Knapp drei Monate zuvor, am 24. August, einem Freitag, demonstrierten auf dem Werksgelände von Ford zunächst einige hundert Beschäftigte für die Wiedereinstellung ihrer fristlos gekündigten Kollegen. Ihnen schloss sich daraufhin die gesamte Spätschicht und am Montagmorgen auch die Frühschicht an; weitere Forderungen wurden formuliert: unter anderem Verlängerung des Jahresurlaubs auf sechs Wochen, „1 DM mehr für alle“, Reduzierung der Bandgeschwindigkeit und Verzicht auf Disziplinierungsmaßnahmen für die Streikenden.
Die migrantischen Streikenden gingen dabei ein hohes Risiko ein, konnten sie mit ihrer Arbeitsstelle gleichsam ihre Aufenthaltsgenehmigung verlieren. Für eine kurze Zeit erfuhren die Initiatoren Solidarität – durch Kolleg_innen, Betriebsräte und Teile der IG Metall, die zuständige Gewerkschaft. Schon am Mittwoch aber, war von dieser nichts mehr zu spüren. Betriebsrat und insbesondre der Bundesvorstand der IG Metall lehnten den wilden Streik ab und riefen zur Wiederaufnahme der Arbeit auf. Der Betriebsrat hatte den Streikenden gemeinsam mit der Geschäftsführung ein Angebot unterbreitet, dass die Forderungen speziell der angeworbenen Arbeitenden außen vor ließ.
Dies verstärkte die vorhandene Kluft zwischen den Parteien, die migrantischen Arbeitskräfte fühlten sich ohnehin nicht ausreichend repräsentiert, denn obwohl sie 38 % der Belegschaft ausmachten, waren sie nur mit 12.8 % im Betriebsrat vertreten und aus den unteren Lohngruppen waren es noch deutlich weniger. Das eigens gewählte Streikkomitee lehnte das Angebot entsprechend ab, der Streik sollte auch am Donnerstag fortgeführt werden.

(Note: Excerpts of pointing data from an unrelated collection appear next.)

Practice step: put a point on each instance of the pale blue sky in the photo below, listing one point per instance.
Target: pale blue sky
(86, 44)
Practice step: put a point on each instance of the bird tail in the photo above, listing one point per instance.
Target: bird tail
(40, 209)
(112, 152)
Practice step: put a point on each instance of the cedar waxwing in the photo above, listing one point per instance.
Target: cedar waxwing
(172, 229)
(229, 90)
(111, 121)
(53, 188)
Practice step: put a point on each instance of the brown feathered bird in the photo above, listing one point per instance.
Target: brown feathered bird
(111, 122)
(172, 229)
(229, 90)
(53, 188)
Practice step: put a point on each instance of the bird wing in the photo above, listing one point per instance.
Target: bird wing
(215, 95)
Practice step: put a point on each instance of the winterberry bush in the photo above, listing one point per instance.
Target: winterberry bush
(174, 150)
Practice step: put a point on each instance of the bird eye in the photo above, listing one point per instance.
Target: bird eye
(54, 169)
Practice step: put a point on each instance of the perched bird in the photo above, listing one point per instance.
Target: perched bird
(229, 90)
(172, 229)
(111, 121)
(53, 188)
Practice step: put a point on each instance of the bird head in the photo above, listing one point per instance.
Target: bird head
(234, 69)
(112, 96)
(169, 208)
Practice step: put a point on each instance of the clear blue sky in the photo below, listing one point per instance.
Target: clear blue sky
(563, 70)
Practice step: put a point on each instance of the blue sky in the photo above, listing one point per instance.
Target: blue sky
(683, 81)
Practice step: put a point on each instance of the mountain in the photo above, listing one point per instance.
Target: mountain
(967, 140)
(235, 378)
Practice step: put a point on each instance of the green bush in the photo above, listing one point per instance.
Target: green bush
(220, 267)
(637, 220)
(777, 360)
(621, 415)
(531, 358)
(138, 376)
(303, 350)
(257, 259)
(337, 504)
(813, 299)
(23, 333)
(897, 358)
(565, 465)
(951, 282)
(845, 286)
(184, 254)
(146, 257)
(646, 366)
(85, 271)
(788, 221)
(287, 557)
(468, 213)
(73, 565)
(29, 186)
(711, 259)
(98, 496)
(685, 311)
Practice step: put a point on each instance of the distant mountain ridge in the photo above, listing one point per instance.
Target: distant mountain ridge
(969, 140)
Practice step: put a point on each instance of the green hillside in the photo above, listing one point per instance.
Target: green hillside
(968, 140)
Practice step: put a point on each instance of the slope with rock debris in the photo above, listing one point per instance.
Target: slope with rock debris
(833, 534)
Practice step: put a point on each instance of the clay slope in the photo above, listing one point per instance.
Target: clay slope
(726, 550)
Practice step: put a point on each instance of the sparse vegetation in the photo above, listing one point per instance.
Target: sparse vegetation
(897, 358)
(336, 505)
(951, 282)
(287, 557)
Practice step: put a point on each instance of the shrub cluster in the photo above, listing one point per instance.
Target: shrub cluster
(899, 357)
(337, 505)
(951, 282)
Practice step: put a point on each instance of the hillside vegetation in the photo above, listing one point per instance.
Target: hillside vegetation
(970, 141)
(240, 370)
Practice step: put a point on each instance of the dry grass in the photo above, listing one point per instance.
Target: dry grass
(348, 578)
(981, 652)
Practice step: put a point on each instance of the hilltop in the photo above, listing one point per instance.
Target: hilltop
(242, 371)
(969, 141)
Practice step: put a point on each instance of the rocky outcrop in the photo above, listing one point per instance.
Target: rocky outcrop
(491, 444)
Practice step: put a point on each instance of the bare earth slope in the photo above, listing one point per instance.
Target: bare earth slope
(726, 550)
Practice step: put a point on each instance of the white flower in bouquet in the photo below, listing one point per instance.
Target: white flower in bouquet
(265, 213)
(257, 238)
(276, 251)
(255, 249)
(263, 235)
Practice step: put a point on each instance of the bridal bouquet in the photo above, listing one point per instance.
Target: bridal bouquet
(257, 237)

Für viele der Deutschen, die sich dem Streik zunächst angeschlossen hatten, war das Angebot allerdings zufriedenstellend, sie distanzieren sich nun zunehmend vom Streik. Mehr noch: Eine große Gruppe von Deutschen skandierte „Wir wollen arbeiten!“, unter ihnen Polizisten in Zivil. Beim Aufeinandertreffen der Parteien wurden die Streikenden auch körperlich angegriffen, sie verteidigten sich, aber schließlich wurde der Streik auch durch das Eingreifen der Polizei gewaltsam beendet. Die unsolidarische Haltung im Werk spiegelte sich auch in der öffentlichen Berichterstattung wieder: Hatte die BILD-Zeitung den laufenden Streik mit „Türken Terror“ betitelt, so kommentierte sie jetzt „Deutsche Arbeiter kämpfen Ford frei.“
Auf den Streik folgten Kündigungen bei Ford und Abschiebungen. Der Betriebsrat setzte sich nicht für die Betroffenen ein. Und selbst die IG Metall entließ den Bevollmächtigen der Kölner Ortsverwaltung, der öffentlich Verständnis für die Streikenden formulierte und zu vermitteln versuchte. Das Scheitern des Streiks und seine Niederschlagung sind Ausdruck für fehlende Solidarisierung und den Rassismus, der den angeworbenen Arbeitenden auf so vielen Ebenen entgegengebracht wurde. Gleichzeitig ist er Ausdruck eines Selbstbewusstseins im Kampf um gleiche Rechte.
Mascha Schlomm
Im AdsD werden neben Themen der Sozialdemokratie verstärkt Materialien der deutschen und internationalen Gewerkschaften betreut, so unter anderem die der Industriegewerkschaft Metall (IG Metall). Die Akten der IG Metall, auch aus dem Zeitraum 1973, können (gegebenfalls gegen Genehmigung) eingesehen werden.